Hey friends, campus recruitment have started and as you read in the previous blogs about Interview attires for both men and women. Getting a job isn’t that easy. There is a chain of process after which only some people get selected. Last year I observed a couple of off campus for engineers and I saw that out of thousands of people coming for the job, less than ten people got jobs in any company. Some companies even took only one or two out of a crowd of hundred. This year I observed a marketing company’s off campus which as always came by surprise within a short notice of one day. The selection process included written and group discussion rounds.
These two rounds are found in almost every exams held in India, be it an off campus recruitment process of a company or selection process for top IIMs. Written includes aptitude and group discussion gives an on spot subject to talk on with at most 10 people. Getting through with written and group discussion rounds increases a person’s chance to get selected and raise above all. So how to prepare for written and group discussion?
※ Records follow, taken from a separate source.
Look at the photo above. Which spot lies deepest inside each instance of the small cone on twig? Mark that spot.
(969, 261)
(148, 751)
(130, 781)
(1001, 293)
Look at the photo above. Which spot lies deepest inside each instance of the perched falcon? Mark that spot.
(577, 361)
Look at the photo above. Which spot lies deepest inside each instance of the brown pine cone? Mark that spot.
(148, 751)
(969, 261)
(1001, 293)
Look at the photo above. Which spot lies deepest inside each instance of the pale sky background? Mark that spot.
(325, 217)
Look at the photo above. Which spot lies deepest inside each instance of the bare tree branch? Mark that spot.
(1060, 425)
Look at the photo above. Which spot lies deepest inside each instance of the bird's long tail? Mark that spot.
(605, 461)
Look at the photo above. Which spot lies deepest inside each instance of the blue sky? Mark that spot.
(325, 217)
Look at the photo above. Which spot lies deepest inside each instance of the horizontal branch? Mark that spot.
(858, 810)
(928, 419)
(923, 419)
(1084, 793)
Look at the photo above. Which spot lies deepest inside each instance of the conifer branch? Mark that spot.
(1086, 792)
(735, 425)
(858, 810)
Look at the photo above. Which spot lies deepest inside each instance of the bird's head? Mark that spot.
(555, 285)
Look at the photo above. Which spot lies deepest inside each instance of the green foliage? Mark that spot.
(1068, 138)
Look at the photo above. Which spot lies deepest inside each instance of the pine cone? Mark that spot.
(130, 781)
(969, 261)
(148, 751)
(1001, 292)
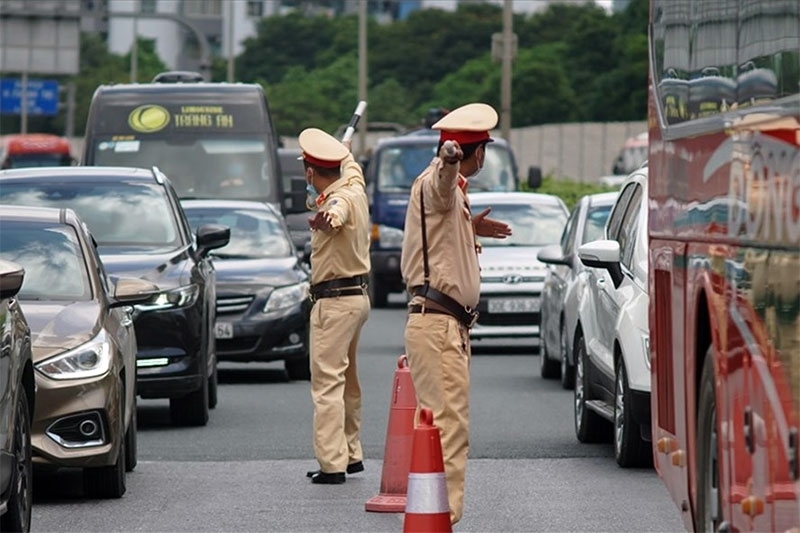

In this article I will be sharing with you some tricks and practice exercises to prepare really well for written and group discussion rounds.
Written Rounds
Written rounds have two types of questions broadly.
Aptitude
Technical questions
English Vocabulary
Aptitude
There are four types of sections in an aptitude. These are-
Logical reasoning
Data interpretation
Maths/quantitative aptitude
Non- verbal reasoning
Logical reasoning
This section includes questions like blood relations, missing data, puzzles and condition based problems. These questions are interesting and can be solved really quick if you have a good presence of mind and good reading skills.
Data interpretation
These type of questions come mainly in business entrance tests. You have to read a bar graph or pie chart and then a statement sentence will be given followed by a series of questions. If you have good graph reading skills and a little knowledge of percentage and ratio then you will easily solve these questions. Only problem is that they are time consuming and with lack of proper practice you will only be able to solve a few of them.
Maths
Maths questions come in every written test. These questions include percentage, ratio, tsd(time,speed,distance), number system questions. Well all these topics have been taught to all of us in school and each one of us is familiar with them. But then we fail to solve these only. Some people adopt this strategy of solving a number of papers from some online website without practicing the basics of these topics. This results in learning the answers or just doing them for no reason at all. If you really want to excel in this section then start practicing the basics of mathematics and then move forward to online test series.
Non- verbal reasoning
Series, analogy, mirror images, embedded figures, paper folding and cubes/dices are the types of questions which come under this category of aptitude. There are various books available in the market to practice non-verbal questions.
Technical Questions
This section comes in IT company’s written tests. These include questions on your engineering subjects. Exams like amcat, toefl have these questions. Well you have lots of time to go through this practice, almost four years of practice if you are a good student of the subject.
English Vocabulary
Just start learning your grammar again and you will score good marks for free if these questions turn up in your written test. There are some tricky sections like reading comprehension, jumble paragraphs or find the synonyms. For these sections you need practice. Verbal reasoning needs to be very strong if you are preparing for GMAT or GRE exams.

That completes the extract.